Michael S ( on July 26, 2022 5:55 am wrote:
> Adrian ( on July 26, 2022 2:53 am wrote:
> > Bill G ( on July 26, 2022 1:40 am wrote:
> > > Thank you for the link to the GMPbench results. Intel Alder Lake (i5 12600K)
> > > is faster than Apple M1 on GMPbench by the percentages shown below:
> > >
> > > RSA encryption 78%
> > > Multiply 58%
> > > Divide 52%
> > > GMP-bench 45%
> > > Extended Greatest Common Divisor 23%
> > > Greatest Common Divisor 22%
> > > Pi computation 21%
> > >
> > > GMPbench is a single-threaded integer benchmark. If Alder Lake is running at its maximum turbo
> > > frequency during this benchmark, Alder Lake would have a 53% higher clock frequency than Apple
> > > M1 during this benchmark. In that case, Alder Lake and Apple M1 are doing about the same amount
> > > of work per clock for multiply and divide. Alder Lake is doing about 31% less work per clock
> > > than Apple M1 for the two greatest common divisor benchmarks and the pi computation.
> > >
> > > The web page you linked to says “Most operations in GMP up to quite large operand sizes
> > > would scale very well over multi-core systems, but poorly with SMT.” That seems to favor
> > > Xeon and EPYC processors, at least until the Mac Pro with Apple Silicon comes out.
> >
> >
> > The performance for big number computations is determined in large part
> > by the performance of the multiplication of big integer numbers.
> >
> I am afraid, the limiting factor is not # of multipliers, but # of dev hours spend on target-specific
> tuning. And the 2nd limiting factor is still not # of multipliers, but quality of compilers.
> Take, for example, division of relatively short Bigints, say 128 to 512 bits. Now take two relatively
> similar cores, Zen2 and Zen3. Zen2 has o.k. integer division. Zen3 has a bloody fast one.
> I wouldn't be surprised if that fact alone will lead to completely different optimal strategies for
> division of numbers in above-mentioned ranges.
> Now, what if we take something more seriously different, like Apple M1?
> Being ARM it has no "long division" at all and it's "short" 64-bit division is in the same class
> or little better as "long division" on Zen3. But it has something else - fully pipelined FP (double-precision
> division unit. Could it be used to speed up big-integer division for above-mentioned lengths? My
> answer is "I don't know before I try.". And "try" here does not mean something quick, but rather
> a week of four of hard work of writing and comparing several alternatives.

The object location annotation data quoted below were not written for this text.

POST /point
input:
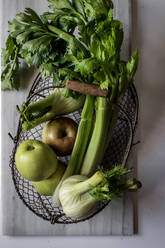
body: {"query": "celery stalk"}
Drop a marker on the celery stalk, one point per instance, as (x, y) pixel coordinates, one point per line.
(95, 150)
(80, 146)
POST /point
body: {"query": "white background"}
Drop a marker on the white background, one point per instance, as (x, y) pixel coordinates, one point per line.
(149, 37)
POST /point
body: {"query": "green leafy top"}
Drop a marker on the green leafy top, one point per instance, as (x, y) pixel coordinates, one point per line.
(114, 184)
(9, 75)
(48, 40)
(31, 40)
(95, 53)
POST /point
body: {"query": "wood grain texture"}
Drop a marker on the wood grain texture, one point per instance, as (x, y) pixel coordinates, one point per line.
(117, 217)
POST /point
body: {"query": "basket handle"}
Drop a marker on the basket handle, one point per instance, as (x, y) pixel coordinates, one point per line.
(85, 88)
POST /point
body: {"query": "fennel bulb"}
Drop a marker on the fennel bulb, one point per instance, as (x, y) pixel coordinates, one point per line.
(48, 108)
(80, 195)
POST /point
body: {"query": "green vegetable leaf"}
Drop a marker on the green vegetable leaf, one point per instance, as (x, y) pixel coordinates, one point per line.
(9, 76)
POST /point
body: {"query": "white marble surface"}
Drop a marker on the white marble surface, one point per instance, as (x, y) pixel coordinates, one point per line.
(116, 219)
(149, 36)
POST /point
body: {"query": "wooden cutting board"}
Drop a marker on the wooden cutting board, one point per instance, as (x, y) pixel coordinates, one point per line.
(117, 218)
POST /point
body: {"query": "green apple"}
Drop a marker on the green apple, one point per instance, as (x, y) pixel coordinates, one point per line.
(48, 186)
(60, 134)
(35, 160)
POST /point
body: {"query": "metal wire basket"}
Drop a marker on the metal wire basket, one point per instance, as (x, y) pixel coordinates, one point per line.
(117, 152)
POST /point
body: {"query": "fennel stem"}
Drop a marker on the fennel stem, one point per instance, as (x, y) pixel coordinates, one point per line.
(80, 146)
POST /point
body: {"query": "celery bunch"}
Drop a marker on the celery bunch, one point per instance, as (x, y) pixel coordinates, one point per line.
(95, 56)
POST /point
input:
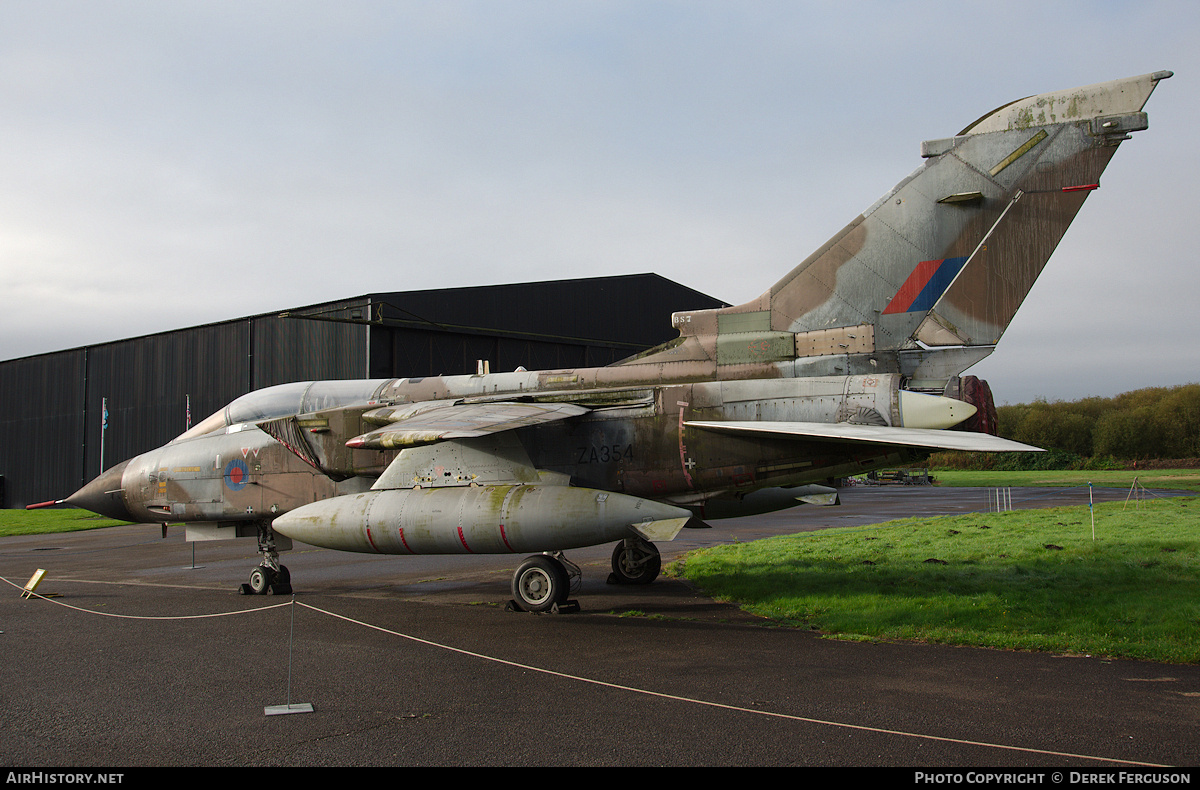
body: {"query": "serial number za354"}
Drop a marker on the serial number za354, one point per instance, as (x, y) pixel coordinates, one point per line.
(605, 454)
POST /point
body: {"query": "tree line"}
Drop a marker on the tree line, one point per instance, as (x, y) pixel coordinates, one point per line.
(1144, 425)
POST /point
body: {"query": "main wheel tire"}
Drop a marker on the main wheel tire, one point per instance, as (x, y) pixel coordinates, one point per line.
(539, 584)
(639, 564)
(259, 580)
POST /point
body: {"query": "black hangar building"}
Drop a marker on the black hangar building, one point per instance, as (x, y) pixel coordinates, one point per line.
(53, 432)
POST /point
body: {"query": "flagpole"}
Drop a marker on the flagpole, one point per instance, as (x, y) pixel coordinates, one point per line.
(103, 426)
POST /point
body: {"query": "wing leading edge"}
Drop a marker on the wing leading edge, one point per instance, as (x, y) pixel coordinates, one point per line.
(846, 432)
(437, 422)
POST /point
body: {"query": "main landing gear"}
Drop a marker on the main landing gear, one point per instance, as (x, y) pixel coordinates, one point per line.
(269, 578)
(544, 581)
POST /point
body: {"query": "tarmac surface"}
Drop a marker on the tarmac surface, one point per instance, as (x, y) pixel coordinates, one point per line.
(142, 659)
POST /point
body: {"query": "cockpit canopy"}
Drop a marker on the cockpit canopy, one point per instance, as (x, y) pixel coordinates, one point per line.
(285, 400)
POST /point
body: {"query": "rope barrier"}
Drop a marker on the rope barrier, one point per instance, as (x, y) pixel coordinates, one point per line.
(631, 689)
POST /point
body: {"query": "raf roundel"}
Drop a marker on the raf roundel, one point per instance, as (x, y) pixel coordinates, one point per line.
(237, 474)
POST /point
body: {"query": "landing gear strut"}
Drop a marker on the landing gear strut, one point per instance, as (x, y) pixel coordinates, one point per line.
(543, 584)
(635, 561)
(269, 578)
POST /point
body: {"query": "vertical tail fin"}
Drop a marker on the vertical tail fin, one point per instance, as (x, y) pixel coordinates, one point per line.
(947, 257)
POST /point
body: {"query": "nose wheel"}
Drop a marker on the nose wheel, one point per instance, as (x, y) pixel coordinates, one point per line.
(635, 561)
(543, 584)
(268, 581)
(269, 578)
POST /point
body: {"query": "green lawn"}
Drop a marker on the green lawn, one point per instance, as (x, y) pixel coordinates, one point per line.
(1020, 580)
(29, 522)
(1185, 479)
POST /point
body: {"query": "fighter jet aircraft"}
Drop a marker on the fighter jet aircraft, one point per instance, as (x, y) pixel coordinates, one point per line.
(852, 361)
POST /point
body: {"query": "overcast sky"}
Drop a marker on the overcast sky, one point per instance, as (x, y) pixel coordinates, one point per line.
(165, 165)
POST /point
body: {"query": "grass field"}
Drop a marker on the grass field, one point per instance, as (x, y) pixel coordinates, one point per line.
(1175, 479)
(1019, 580)
(29, 522)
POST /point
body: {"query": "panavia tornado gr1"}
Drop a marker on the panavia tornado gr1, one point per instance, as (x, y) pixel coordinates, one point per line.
(852, 361)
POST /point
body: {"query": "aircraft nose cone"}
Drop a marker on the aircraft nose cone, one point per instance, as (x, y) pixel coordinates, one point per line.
(103, 495)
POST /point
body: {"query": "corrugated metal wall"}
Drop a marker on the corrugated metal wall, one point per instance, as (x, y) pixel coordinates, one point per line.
(42, 425)
(51, 405)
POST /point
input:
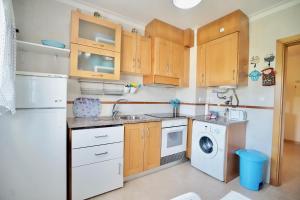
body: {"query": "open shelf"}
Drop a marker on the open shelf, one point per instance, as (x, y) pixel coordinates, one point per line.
(42, 49)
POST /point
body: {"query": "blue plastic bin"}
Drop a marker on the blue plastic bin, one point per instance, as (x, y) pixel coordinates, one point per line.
(252, 165)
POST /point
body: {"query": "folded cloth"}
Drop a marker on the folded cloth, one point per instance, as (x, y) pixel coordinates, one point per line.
(7, 57)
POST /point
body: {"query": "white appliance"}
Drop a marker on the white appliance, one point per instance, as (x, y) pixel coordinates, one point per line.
(97, 161)
(208, 148)
(33, 141)
(174, 133)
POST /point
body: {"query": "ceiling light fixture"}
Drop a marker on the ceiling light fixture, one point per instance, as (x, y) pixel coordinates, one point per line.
(186, 4)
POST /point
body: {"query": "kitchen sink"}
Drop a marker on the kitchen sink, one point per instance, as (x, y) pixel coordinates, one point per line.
(130, 117)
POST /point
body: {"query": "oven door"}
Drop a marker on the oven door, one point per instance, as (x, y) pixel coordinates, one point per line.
(173, 140)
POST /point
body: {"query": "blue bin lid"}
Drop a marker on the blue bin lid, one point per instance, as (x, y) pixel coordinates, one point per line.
(252, 155)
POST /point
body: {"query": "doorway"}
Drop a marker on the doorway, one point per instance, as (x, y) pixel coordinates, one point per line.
(285, 162)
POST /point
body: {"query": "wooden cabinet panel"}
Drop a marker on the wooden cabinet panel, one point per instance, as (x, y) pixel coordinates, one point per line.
(142, 147)
(184, 75)
(152, 145)
(201, 66)
(177, 60)
(189, 139)
(221, 61)
(95, 32)
(164, 49)
(143, 55)
(233, 22)
(136, 54)
(134, 149)
(128, 52)
(157, 28)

For relatively short numbers, e.g. under 1024-bit, you are right that for many of the operations that can benefit from more complex instructions, e.g. division or square root, the execution time is not yet completely dominated by the multiplication time and an optimization for the instructions supported by a given hardware can make a large difference.

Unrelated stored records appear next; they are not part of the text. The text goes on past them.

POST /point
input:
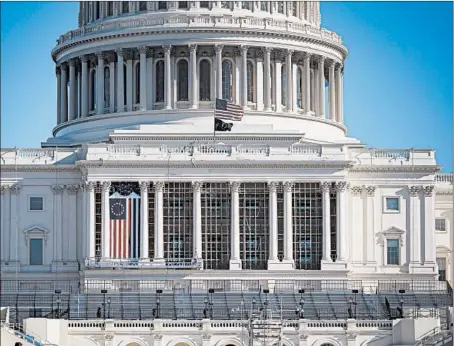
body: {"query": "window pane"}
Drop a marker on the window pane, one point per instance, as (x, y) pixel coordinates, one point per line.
(392, 203)
(36, 203)
(393, 251)
(36, 251)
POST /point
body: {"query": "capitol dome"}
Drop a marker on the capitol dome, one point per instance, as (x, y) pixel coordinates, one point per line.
(177, 57)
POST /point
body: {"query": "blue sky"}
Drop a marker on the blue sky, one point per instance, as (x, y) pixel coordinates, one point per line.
(397, 84)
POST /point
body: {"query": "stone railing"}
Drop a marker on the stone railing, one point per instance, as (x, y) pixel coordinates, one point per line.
(166, 20)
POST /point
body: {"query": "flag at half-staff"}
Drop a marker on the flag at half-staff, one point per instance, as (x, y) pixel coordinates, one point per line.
(124, 226)
(224, 113)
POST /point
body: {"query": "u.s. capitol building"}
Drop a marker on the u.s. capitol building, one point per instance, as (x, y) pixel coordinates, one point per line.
(138, 224)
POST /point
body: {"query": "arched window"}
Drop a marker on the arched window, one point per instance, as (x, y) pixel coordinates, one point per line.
(182, 70)
(137, 84)
(160, 81)
(106, 87)
(299, 94)
(227, 80)
(125, 7)
(205, 80)
(283, 85)
(109, 8)
(142, 6)
(250, 81)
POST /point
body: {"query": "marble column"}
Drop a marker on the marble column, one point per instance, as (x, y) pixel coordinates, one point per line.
(415, 226)
(272, 190)
(105, 212)
(332, 92)
(288, 221)
(341, 212)
(84, 86)
(64, 93)
(158, 222)
(235, 260)
(289, 81)
(244, 90)
(193, 75)
(218, 48)
(307, 82)
(325, 187)
(167, 77)
(429, 226)
(143, 78)
(370, 221)
(197, 219)
(321, 84)
(100, 84)
(120, 82)
(267, 87)
(72, 90)
(144, 231)
(58, 74)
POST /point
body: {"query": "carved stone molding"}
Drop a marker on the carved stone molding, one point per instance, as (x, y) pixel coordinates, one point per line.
(72, 189)
(356, 190)
(429, 190)
(370, 190)
(58, 189)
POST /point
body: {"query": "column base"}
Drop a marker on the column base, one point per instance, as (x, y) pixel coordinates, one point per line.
(330, 265)
(281, 265)
(235, 264)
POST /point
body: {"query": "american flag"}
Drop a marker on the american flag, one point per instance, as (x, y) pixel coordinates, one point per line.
(228, 110)
(124, 226)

Unlike for multiplication, for division or square root it is less likely that vector instructions could be helpful in big number computations, as in the algorithms that use such instructions their operands are typically dependent on earlier results. So I do not expect any future ISA improvements comparable to the introduction of IFMA, but only slightly faster implementations of the existing instructions.

In general the suitability for various CPUs of the functions that can be found in the widely available libraries is very variable, because I suppose that most people do like I also do, i.e. they spend a serious optimization effort only on the functions that happen to slow them down at a certain time and only for the CPUs that they happen to use at that time.

So for any new case you may be lucky and you can find an already well optimized function for a given CPU, published by some charitable soul, otherwise you may have to do your own optimization work.

I completely agree with you about the quantity of work needed.